I hadn’t managed to try the horizontal section of the roof with the rope, but I was sure it wouldn’t present any problems, and anyways, if I didn’t feel in control I reckoned I’d be able to climb back from the first half. After a moment of hesitation on the first move I started to jam properly and knew that I simply wouldn’t fall. All fear disappeared, and I continued across the roof, focusing only on my breathing and the moves. I quickly reached the end of the roof, from here it was just a question of choreographing the moves I’d tried before to perfection. And that’s precisely what I did.
Left hand jammed high in the crack stuck, right hand to sloper, then share with left, right hand to a good shoulder push, place my left foot on a good foothold, reach the good crimp with the left, balance through with right foot, right hand on discreet hold, right foot on two good edges, then return to the crack, reach the top of the climb and let out a liberating scream.

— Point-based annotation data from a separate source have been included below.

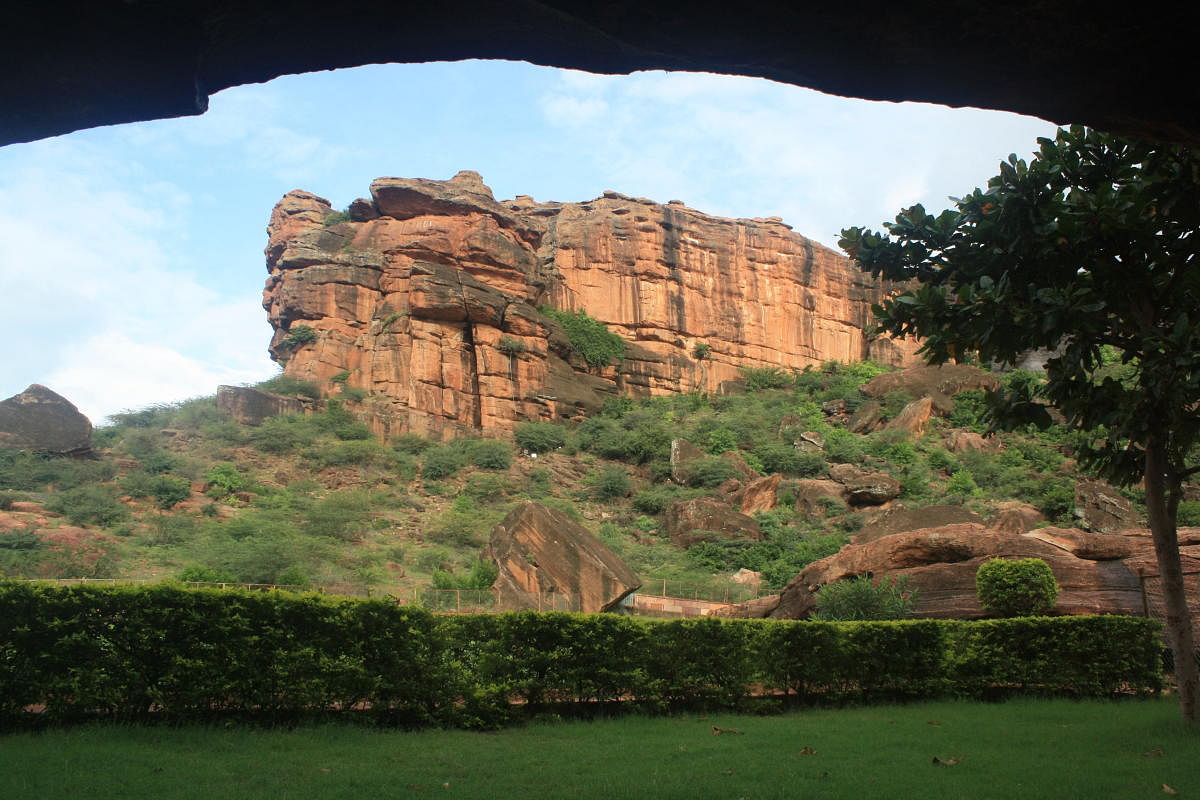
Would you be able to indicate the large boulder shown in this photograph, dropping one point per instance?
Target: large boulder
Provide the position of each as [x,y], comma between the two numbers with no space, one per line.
[940,384]
[761,494]
[815,494]
[864,487]
[688,522]
[1102,507]
[912,417]
[541,552]
[252,405]
[1015,517]
[1097,573]
[43,421]
[900,519]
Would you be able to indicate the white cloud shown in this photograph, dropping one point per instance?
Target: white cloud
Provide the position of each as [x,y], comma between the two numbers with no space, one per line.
[111,372]
[99,301]
[744,146]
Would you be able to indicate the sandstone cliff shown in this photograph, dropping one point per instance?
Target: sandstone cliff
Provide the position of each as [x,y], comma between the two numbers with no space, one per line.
[427,296]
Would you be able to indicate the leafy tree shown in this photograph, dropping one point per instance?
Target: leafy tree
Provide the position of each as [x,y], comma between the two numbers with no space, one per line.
[1015,587]
[1090,247]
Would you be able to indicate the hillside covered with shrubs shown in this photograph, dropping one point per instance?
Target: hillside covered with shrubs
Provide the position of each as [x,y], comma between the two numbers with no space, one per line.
[186,492]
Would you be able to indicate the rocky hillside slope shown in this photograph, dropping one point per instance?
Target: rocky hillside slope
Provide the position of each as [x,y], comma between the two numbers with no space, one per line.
[427,298]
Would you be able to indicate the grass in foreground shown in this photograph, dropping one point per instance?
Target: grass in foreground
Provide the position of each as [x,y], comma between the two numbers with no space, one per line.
[1023,749]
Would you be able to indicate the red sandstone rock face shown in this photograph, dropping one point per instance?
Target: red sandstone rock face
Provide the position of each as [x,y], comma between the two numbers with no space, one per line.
[1097,573]
[429,294]
[541,552]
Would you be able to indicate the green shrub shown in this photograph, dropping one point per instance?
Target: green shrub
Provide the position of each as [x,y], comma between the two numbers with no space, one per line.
[654,500]
[865,599]
[283,434]
[298,336]
[709,471]
[607,483]
[1015,587]
[411,444]
[89,505]
[589,337]
[83,653]
[539,437]
[510,346]
[28,471]
[341,516]
[486,487]
[970,410]
[963,486]
[720,440]
[225,479]
[442,462]
[490,453]
[204,575]
[481,576]
[169,491]
[345,453]
[783,457]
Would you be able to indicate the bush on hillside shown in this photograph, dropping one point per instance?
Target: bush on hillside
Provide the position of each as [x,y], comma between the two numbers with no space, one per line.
[225,479]
[539,437]
[609,483]
[481,576]
[490,453]
[411,444]
[89,505]
[442,462]
[865,599]
[169,491]
[709,471]
[1015,587]
[589,337]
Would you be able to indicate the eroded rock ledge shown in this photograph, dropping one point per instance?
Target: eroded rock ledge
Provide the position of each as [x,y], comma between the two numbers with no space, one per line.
[427,294]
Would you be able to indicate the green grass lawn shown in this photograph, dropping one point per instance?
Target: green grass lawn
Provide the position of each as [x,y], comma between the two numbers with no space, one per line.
[1018,750]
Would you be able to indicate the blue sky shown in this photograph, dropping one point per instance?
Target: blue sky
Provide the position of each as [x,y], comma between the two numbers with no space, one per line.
[131,257]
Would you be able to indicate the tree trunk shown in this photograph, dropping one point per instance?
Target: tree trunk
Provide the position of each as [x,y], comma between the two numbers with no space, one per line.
[1167,551]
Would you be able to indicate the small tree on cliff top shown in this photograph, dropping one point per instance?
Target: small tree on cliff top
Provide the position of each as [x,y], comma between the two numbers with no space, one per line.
[1092,244]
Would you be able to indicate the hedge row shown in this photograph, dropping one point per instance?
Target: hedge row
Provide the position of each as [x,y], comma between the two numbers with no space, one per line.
[173,653]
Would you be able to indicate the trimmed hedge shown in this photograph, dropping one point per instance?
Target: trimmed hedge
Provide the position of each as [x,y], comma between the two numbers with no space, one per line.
[197,654]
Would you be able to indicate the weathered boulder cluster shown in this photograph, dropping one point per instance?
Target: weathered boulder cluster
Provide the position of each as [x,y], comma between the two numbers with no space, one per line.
[426,296]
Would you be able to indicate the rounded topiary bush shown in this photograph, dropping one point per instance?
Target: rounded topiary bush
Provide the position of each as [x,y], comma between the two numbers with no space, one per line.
[1015,587]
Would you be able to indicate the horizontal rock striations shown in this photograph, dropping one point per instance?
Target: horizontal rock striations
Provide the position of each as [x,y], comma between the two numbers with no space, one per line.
[427,294]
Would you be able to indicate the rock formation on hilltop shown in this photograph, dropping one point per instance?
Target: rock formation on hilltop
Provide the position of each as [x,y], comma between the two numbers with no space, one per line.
[42,420]
[427,294]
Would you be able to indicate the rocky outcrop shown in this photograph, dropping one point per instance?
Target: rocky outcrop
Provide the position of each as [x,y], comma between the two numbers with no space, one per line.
[43,421]
[541,552]
[688,522]
[1101,507]
[940,384]
[900,519]
[760,494]
[427,295]
[1098,573]
[252,405]
[865,487]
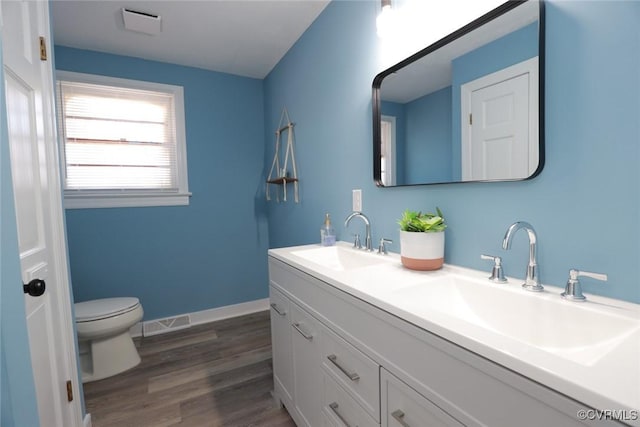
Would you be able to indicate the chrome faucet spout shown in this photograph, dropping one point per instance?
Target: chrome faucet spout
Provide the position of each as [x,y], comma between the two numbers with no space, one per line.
[531,281]
[367,224]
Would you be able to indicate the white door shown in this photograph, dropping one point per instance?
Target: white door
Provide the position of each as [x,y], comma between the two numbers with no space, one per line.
[30,122]
[500,124]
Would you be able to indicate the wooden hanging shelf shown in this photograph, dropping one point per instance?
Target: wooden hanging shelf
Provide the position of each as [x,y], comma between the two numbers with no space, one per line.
[282,180]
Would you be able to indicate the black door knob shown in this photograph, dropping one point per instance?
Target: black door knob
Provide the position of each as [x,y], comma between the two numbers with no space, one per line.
[35,288]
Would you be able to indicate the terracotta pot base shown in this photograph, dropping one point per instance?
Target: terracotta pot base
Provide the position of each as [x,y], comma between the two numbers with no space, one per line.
[422,264]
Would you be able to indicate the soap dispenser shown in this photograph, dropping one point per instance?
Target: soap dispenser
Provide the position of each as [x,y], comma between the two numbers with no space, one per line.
[327,233]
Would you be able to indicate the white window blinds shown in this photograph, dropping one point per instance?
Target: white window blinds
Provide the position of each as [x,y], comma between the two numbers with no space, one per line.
[118,138]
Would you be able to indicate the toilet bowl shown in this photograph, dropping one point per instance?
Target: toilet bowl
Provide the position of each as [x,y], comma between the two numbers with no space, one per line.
[104,342]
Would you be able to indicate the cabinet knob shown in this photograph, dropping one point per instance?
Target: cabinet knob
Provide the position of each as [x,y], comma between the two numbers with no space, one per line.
[35,288]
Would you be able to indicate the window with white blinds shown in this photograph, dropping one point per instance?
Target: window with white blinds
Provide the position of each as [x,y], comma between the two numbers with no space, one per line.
[123,142]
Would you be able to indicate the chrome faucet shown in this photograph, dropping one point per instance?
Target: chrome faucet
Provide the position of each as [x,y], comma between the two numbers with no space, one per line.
[367,224]
[531,281]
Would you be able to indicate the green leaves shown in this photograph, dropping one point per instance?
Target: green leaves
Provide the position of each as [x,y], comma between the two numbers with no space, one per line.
[422,222]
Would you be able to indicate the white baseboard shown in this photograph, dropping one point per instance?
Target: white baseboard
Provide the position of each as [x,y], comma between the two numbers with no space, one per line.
[215,314]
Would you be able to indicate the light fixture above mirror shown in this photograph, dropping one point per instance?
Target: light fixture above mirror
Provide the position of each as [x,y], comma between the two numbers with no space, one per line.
[468,107]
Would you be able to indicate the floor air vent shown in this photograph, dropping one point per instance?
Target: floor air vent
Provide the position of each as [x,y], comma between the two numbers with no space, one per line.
[161,326]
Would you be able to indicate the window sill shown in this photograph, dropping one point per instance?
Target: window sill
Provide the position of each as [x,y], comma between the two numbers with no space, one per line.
[119,200]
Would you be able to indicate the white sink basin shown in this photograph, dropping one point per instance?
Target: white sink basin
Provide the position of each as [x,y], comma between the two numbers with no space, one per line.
[340,258]
[571,330]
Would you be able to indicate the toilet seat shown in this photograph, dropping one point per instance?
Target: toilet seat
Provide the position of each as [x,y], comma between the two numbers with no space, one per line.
[105,308]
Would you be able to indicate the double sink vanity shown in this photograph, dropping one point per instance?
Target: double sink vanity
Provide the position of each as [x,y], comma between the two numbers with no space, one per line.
[358,340]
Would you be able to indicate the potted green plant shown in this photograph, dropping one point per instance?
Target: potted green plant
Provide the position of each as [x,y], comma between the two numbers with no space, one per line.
[422,240]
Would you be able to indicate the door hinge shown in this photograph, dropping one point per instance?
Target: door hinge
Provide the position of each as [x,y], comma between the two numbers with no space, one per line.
[43,49]
[69,391]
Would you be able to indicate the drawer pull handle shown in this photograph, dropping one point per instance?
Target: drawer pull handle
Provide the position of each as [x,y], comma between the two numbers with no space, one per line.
[334,408]
[398,415]
[351,375]
[303,333]
[277,310]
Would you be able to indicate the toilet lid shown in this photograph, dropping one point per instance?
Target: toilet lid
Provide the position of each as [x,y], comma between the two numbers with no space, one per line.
[102,308]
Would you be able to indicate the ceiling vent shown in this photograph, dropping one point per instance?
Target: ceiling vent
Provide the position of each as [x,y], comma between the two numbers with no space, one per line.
[141,22]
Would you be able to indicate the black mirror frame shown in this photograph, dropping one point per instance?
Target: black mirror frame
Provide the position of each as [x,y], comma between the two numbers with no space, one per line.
[500,10]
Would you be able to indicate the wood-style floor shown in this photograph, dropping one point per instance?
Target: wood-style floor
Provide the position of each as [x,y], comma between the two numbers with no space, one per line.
[218,374]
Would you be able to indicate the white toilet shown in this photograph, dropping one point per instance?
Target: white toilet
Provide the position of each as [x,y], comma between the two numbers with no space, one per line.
[105,345]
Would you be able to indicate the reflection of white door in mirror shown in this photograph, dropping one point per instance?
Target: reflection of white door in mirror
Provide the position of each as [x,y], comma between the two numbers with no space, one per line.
[500,124]
[388,152]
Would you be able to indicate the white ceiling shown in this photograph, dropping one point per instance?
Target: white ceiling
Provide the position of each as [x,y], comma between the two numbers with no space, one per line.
[242,37]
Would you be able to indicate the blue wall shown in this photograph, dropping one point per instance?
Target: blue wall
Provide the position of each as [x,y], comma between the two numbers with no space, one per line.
[182,259]
[397,110]
[585,203]
[502,53]
[428,151]
[16,378]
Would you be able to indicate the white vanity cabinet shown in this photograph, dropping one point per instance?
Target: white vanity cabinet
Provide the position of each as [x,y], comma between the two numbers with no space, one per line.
[281,344]
[307,375]
[399,367]
[402,406]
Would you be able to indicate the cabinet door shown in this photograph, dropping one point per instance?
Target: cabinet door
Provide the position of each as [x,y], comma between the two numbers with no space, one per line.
[402,406]
[306,366]
[281,345]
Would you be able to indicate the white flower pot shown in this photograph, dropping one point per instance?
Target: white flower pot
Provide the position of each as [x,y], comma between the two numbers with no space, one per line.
[422,251]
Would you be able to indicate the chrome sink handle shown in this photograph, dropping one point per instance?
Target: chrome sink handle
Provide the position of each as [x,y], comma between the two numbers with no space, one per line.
[382,248]
[497,273]
[573,290]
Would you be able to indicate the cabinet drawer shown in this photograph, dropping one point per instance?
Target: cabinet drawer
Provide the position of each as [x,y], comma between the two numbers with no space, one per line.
[278,302]
[402,406]
[353,370]
[307,371]
[340,409]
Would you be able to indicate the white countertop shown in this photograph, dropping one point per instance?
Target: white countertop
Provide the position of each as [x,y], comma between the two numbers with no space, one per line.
[605,376]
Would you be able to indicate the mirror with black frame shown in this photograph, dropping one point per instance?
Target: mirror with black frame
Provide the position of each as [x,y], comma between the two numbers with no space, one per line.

Fantastic! I’d kept my promise and I achieved something that, only a couple of years ago, seemed absolutely impossible. Back on the ground I turned to look at the wall in silence and patted myself on the back. But my mind was elsewhere, already beginning to think about what’s next, fantasise about new projects and new routes. But for today that was enough, the time had come to celebrate.
I’d like to dedicate this climb to all the friends who have been close to me during this period.